Monday, 4 August 2008

PHNOM PENH September 2009 Cambodia Khmer Rouge trials could begin

NEWSAHEAD

The trial of five aging Khmer Rouge leaders might begin in September. The charges of crimes against humanity and war crimes relate to the deaths and suffering of millions of Cambodians under the Khmer Rouge in the 1970s. After almost a decade strongman Prime Minister Hun Sen and the United Nations are still wrangling about the scope of and funding for the hybrid Cambodian-UN tribunal. The approach of the 30th anniversary of the end of the regime, in Jan 2009, could function as pressure on the negotiations.

The first defendant to appear is expected to be Kaing Guek Eav, 65, alias Duch, who headed the notorious S-21 prison and torture center, according to a UN spokeswoman. The others are former top lieutenants of late Khmer Rouge leader Pol Pot, who died in 1998: former head of state Khieu Samphan; former chief ideologist Nuon Chea; ex-Foreign Minister Ieng Sary, and his wife Ieng Thirith, who served as the Khmer Rouge social affairs minister.

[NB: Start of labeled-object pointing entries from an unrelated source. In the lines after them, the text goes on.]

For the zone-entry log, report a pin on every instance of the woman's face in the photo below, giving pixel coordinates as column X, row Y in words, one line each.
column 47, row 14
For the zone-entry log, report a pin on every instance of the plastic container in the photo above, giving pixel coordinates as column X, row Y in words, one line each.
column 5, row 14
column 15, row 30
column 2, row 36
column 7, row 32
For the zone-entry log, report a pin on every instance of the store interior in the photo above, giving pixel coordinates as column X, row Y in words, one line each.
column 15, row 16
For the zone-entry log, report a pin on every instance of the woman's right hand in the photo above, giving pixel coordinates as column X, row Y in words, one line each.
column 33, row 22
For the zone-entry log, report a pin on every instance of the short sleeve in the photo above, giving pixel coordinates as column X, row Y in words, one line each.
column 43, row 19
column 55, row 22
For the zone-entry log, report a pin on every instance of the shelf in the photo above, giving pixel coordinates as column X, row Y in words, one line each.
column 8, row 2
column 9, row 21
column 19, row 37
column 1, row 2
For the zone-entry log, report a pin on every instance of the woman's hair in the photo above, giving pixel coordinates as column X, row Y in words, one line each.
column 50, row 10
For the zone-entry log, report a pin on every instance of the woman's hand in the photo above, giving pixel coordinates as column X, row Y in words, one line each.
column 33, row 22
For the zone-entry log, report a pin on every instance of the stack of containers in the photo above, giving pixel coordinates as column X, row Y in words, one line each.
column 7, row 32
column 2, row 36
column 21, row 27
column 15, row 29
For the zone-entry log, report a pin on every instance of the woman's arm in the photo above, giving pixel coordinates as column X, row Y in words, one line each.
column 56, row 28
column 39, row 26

Some two-thirds of the tribunal's budgeted three-year mandate have passed since it was set up in Aug 2006, and the delays are widely seen as foot-dragging by Hun Sen, who was a member of the Khmer Rouge as a very young man.

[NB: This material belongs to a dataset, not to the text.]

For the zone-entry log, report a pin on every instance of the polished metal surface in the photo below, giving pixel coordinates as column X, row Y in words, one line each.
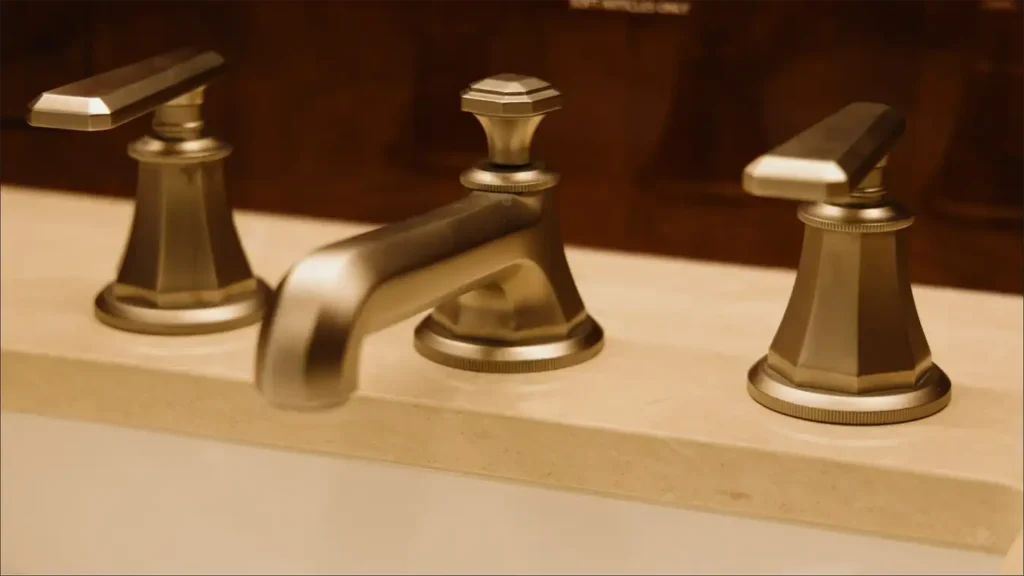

The Khmer Rouge "liberated" Phnom Penh on 17 Apr 1975. Forcing the population out of cities, it tried to establish an agrarian state and killed an estimated 1.7 million people through starvation, disease or execution in the process. Survivors were traumatized in ways that still haunt this country.

Hundreds of people have applied for official recognition as Khmer Rouge victims and to bring parallel civil cases against the five. Regime leader Pol Pot escaped justice by dying before he could be brought to trial. As civil parties, the victims will have standing comparable to those of the accused, including the rights to participate in the investigation, to be represented by a lawyer, to call witnesses and to question the accused at trial.